Shasank Chavan (Oracle)
Analytic workloads in data management systems are dominated by joins, aggregations, scan and filtering costs. In-Memory columnar databases have significantly optimized scans using compressed data formats and SIMD vectorization techniques, but have made little impact to the rest of the query execution plan. The Oracle Database In-Memory (DBIM) Option introduced new SQL execution operators that accelerate a wide range of analytic queries by optimizing aggregation over joins for star and similar schemas. Group-by expressions are pushed down into the scans of dimension tables, creating a unique key per distinct group called a Dense Grouping Key (DGK). A structure called a Key Vector is allocated that maps join keys to DGKs, which is used to filter non-matching rows during the fact table scan. Passing rows are then aggregated directly on compressed codes into DGK-indexed result buffers using SIMD and other novel aggregation techniques. Our solution replaces traditional join and group-by processing (bloom filters, hash table build and probe, serial aggregation) with blazing fast inlined scan operators. Our technique can drastically reduce query elapsed time by more than 10x, making real-time analytics truly achievable.

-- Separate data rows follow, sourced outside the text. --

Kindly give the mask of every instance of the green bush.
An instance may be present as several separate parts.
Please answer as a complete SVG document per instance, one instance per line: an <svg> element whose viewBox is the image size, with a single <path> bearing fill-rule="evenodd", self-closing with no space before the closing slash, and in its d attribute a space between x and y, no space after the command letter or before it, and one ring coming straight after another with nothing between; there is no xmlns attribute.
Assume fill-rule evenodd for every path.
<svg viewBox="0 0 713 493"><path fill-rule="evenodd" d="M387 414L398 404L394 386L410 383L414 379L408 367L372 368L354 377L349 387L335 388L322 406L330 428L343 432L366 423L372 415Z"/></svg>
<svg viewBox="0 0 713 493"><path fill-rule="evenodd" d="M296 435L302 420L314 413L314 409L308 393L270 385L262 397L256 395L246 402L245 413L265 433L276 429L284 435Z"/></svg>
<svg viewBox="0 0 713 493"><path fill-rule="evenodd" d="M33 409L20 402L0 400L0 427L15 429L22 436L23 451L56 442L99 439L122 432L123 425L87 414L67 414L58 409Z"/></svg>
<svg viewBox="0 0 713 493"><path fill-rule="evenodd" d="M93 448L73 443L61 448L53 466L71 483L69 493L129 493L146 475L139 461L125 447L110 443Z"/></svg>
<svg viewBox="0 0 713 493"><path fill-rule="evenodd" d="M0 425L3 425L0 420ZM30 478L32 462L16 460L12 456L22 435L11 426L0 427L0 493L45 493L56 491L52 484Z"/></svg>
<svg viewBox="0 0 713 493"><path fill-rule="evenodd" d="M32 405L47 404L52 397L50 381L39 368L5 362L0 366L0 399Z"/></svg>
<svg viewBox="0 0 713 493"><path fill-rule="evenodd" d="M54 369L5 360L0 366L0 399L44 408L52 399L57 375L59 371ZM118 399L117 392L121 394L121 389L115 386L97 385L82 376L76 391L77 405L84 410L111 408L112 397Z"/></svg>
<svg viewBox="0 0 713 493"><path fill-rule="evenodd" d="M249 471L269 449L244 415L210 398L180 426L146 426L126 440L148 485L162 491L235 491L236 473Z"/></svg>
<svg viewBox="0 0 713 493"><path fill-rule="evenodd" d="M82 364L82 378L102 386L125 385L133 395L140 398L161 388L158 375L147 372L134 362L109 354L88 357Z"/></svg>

Shasank Chavan is an architect and director of the In-memory Data Technologies group at Oracle Corporation. He is primarily responsible for driving and delivering core performance-critical and customer-facing data layer features in Oracle's Database In-Memory option. His team designs and develops CPU-specific "software-in-silicon" libraries for columnar data evaluation, optimized data formats and compression technology for efficient in-memory storage, algorithms and techniques for fast in-memory join and aggregation processing, multi-threaded scan execution engine with push-down technology, and optimized in-memory data access solutions in general. Shasank has over 17 years of experience working on systems software technology.